Categories of data subjects include the Customer’s own staff and the Customer’s end customers (the natural persons purchasing hosting services from the Customer).

FluxBilling implements measures appropriate to the risk, including:

• —TLS 1.3 in transit; AES-256-GCM encryption at rest for sensitive fields
• —Per-tenant encryption keys for payment credentials and API secrets
• —Per-tenant isolated PostgreSQL databases (no row-level multitenancy)
• —Tenant-scoped Kubernetes namespaces, ingress, and persistent volumes
• —Role-based access control with least-privilege for FluxBilling staff
• —Email-code 2FA available for operator accounts; the operator can require it per role
• —Audit logging of administrative and security-relevant events
• —Scheduled tenant database dumps with documented restoration procedures
• —Internal security reviews on a regular cadence; independent penetration testing planned

A more detailed description is published on the Security page. Material changes are versioned and dated.

The Customer authorizes FluxBilling to engage subprocessors for the limited purposes described above. The current list is maintained in the right-rail summary and on this page; FluxBilling will provide reasonable advance notice of new subprocessors and an opportunity to object on legitimate data-protection grounds.

Each subprocessor is bound by a written contract imposing data-protection obligations no less protective than those in this addendum. FluxBilling remains liable for the acts and omissions of its subprocessors as for its own.

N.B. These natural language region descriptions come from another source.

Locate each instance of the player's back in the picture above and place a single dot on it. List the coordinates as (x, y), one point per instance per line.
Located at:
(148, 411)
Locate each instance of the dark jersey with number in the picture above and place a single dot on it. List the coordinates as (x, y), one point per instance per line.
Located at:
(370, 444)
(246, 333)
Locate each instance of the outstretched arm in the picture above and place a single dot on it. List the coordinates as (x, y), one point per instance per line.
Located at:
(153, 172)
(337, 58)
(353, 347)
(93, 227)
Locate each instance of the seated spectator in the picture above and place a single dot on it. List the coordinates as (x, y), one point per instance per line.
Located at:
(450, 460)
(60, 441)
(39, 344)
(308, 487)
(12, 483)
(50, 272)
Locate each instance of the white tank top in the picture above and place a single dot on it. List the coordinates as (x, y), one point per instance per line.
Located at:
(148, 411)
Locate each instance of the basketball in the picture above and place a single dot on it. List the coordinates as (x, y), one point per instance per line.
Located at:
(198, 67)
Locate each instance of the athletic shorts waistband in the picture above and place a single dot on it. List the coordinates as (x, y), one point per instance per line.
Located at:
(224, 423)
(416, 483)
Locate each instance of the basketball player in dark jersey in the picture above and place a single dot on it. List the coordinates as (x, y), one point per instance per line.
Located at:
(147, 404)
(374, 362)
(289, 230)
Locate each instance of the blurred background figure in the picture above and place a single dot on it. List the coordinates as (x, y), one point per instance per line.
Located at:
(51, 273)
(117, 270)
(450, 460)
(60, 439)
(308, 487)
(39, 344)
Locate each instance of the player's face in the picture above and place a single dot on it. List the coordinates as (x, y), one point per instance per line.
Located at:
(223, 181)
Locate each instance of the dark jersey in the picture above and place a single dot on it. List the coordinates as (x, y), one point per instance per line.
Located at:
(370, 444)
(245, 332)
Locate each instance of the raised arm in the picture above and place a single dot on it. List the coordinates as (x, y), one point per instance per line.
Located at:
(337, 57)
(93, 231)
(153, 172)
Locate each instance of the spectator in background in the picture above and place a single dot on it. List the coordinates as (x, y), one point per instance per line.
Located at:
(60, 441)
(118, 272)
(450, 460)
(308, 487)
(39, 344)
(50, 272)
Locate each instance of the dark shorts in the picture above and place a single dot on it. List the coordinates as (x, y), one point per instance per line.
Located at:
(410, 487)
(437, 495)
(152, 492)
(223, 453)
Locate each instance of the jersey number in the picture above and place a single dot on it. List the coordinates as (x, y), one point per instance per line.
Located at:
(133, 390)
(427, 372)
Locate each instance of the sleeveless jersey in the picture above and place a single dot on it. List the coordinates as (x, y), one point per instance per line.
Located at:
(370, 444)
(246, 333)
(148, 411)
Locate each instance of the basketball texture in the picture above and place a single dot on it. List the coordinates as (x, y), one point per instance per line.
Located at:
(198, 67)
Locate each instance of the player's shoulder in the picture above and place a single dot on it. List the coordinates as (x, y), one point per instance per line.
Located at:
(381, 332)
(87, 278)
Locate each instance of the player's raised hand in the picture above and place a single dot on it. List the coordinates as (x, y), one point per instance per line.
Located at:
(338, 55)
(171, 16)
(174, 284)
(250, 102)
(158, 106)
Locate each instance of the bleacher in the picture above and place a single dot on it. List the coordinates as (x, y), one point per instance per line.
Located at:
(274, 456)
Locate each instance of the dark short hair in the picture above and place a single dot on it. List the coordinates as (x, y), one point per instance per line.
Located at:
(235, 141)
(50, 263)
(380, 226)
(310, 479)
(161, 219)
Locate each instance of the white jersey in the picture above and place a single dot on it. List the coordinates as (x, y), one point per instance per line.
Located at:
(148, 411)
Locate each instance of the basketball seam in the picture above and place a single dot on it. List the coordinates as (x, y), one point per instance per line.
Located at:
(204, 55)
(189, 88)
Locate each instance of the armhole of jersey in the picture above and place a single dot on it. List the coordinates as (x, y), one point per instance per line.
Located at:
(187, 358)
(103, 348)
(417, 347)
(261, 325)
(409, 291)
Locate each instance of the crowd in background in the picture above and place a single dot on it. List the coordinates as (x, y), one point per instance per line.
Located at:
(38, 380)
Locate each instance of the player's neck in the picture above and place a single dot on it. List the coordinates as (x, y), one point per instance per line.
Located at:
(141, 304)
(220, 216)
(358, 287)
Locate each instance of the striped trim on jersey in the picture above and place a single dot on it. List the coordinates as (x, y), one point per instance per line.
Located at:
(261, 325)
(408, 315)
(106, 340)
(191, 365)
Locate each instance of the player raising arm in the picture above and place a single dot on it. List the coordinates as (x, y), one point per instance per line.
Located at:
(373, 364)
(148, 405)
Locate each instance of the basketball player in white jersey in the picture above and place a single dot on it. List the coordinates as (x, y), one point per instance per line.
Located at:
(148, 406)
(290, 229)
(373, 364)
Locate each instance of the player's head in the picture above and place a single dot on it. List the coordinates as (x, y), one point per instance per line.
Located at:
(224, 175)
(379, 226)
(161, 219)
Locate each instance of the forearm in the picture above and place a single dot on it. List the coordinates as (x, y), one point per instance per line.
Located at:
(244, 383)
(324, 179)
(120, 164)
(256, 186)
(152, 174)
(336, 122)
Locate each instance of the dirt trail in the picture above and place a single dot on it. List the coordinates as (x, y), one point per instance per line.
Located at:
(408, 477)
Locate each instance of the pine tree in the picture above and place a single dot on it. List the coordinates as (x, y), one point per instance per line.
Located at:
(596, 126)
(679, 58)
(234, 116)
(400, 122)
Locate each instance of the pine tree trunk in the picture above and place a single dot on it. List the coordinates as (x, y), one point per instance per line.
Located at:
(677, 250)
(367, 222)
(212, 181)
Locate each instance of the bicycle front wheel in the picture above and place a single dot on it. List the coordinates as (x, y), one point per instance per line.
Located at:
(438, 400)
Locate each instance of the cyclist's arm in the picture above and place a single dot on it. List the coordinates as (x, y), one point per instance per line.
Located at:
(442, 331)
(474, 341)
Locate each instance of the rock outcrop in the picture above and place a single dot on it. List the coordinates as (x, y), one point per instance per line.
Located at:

Personal data is primarily processed within the European Economic Area. Where transfers outside the EEA are necessary (e.g., a Customer-selected payment processor), FluxBilling relies on Standard Contractual Clauses adopted by the European Commission, supplementary measures where applicable, and recipients located in jurisdictions covered by an adequacy decision.

When a data subject contacts the Customer to exercise rights under articles 15–22 GDPR, the Customer responds as the controller. FluxBilling will, taking the nature of processing into account, provide reasonable assistance through technical and organizational measures — including data export, search, correction, and deletion tooling within the platform.

When a data subject contacts FluxBilling directly regarding data processed on a Customer’s behalf, FluxBilling will refer the subject to the Customer without undue delay and without acting on the request itself, except where required by law.

FluxBilling will notify the Customer without undue delay after becoming aware of a personal data breach affecting Customer data, and in any event within 72 hours where feasible. Notification will include the nature of the breach, categories and approximate number of data subjects affected, likely consequences, and the measures taken or proposed to address it.

The Customer remains responsible for any onward notification to the supervisory authority and to affected data subjects under articles 33–34 GDPR.

On termination or expiry of the subscription, the Customer may, within 30 days, export Customer data in a structured, commonly used, machine-readable format. After this window, FluxBilling will delete or anonymize Customer data, subject to retention obligations imposed by applicable law (e.g., financial records). Backups are purged on the rolling schedule shown in the right-rail summary.

The Customer may, no more than once per twelve-month period and at reasonable notice, request information necessary to demonstrate compliance with this addendum. FluxBilling will respond by providing copies of relevant policies, security documentation, and summaries of independent assessments where available.